Thursday, August 4, 2011

Frost bit.

Youve betrayed me in multitudes, fuck you,
To the extremes in hell is my hate,
Luke warm biohazard i am, this was supposed to be above you.
How you excaped our future is yet for me to demonstrate...

The cold wind blows and I blow to depths below,
Frozen snow couldnt show the slow of feeling,
I grow old mentally and thoughts go to and fro.
Still Lack of emotion has layers of personalities peeling...

This part of my life dies here, waste it,
Cyanide, watch our demise in stride,
In the end when memories creep you will face this.
Try to hide with guys that could never know you like..... I

Wednesday, August 3, 2011

The Persuit of Happiness.

Bliss in the beholder of beauty is flawed through the windows of the soul,
Flesh being unpure detours the mind before the heart's involved,
Brain washing to the masses and a body as a whole,
Leaves me observant and void till my generation's evolved.

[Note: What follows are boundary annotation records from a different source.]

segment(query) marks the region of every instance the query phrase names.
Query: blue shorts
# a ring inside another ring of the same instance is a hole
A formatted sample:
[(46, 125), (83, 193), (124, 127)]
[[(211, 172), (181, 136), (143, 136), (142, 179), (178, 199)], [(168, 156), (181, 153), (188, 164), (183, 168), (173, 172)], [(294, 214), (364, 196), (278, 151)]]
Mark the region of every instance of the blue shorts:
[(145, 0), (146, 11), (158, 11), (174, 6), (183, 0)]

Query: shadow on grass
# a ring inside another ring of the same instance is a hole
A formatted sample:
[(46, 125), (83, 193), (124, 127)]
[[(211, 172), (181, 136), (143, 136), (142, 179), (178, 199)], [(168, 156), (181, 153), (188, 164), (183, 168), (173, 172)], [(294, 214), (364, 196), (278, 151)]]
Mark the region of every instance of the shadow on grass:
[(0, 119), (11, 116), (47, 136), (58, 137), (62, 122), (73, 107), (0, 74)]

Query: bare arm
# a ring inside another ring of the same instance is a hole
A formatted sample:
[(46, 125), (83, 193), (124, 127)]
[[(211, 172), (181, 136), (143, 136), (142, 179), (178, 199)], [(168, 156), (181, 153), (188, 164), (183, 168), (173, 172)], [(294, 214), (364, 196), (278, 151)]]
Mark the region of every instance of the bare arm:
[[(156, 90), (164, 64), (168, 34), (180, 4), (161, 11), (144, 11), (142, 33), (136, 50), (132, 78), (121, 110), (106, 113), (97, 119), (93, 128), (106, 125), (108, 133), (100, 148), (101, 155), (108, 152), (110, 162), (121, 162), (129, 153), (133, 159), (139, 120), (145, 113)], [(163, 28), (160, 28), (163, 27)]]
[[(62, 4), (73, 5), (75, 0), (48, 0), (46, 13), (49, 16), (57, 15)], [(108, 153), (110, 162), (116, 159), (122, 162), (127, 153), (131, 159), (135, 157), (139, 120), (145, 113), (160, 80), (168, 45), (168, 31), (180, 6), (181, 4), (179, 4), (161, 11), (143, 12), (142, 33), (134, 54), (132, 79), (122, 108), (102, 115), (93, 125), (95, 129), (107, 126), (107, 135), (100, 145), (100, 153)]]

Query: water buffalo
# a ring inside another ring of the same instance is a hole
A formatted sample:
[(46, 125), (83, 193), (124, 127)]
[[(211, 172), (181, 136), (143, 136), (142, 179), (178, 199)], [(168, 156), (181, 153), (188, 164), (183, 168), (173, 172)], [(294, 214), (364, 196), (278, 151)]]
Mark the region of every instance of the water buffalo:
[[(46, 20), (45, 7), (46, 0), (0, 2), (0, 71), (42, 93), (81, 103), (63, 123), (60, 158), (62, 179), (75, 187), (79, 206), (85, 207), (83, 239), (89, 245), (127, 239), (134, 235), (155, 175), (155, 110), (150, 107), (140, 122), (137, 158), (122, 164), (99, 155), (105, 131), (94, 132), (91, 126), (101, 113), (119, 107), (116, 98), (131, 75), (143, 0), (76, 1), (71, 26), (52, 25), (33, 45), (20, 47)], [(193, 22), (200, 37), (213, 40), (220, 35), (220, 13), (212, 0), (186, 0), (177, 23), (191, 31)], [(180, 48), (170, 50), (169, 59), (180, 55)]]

I carry burdens only watchers bare to tragedies,
And the thought of success only hardens the blow,
His story's history and I care not for your magesty's.
Happiness built in factories while my pleasures never grow.

I'm searching on a persuit as twisted as a death wish,
While i drag death the menthol cools the thought of joy,
Minutes shaved from long term sorrow as i stress this...
Persuit of happiness seeming to be a big decoy.

Sunday, July 31, 2011

I'm Waiting.

Im waiting so effortlessly to be dealt a good hand,
While luck is evasive so unluckily,
Ive never had a roll model and calm waters cosign my lifespan.
Tidal waves rise in human eyes when you fuck with me.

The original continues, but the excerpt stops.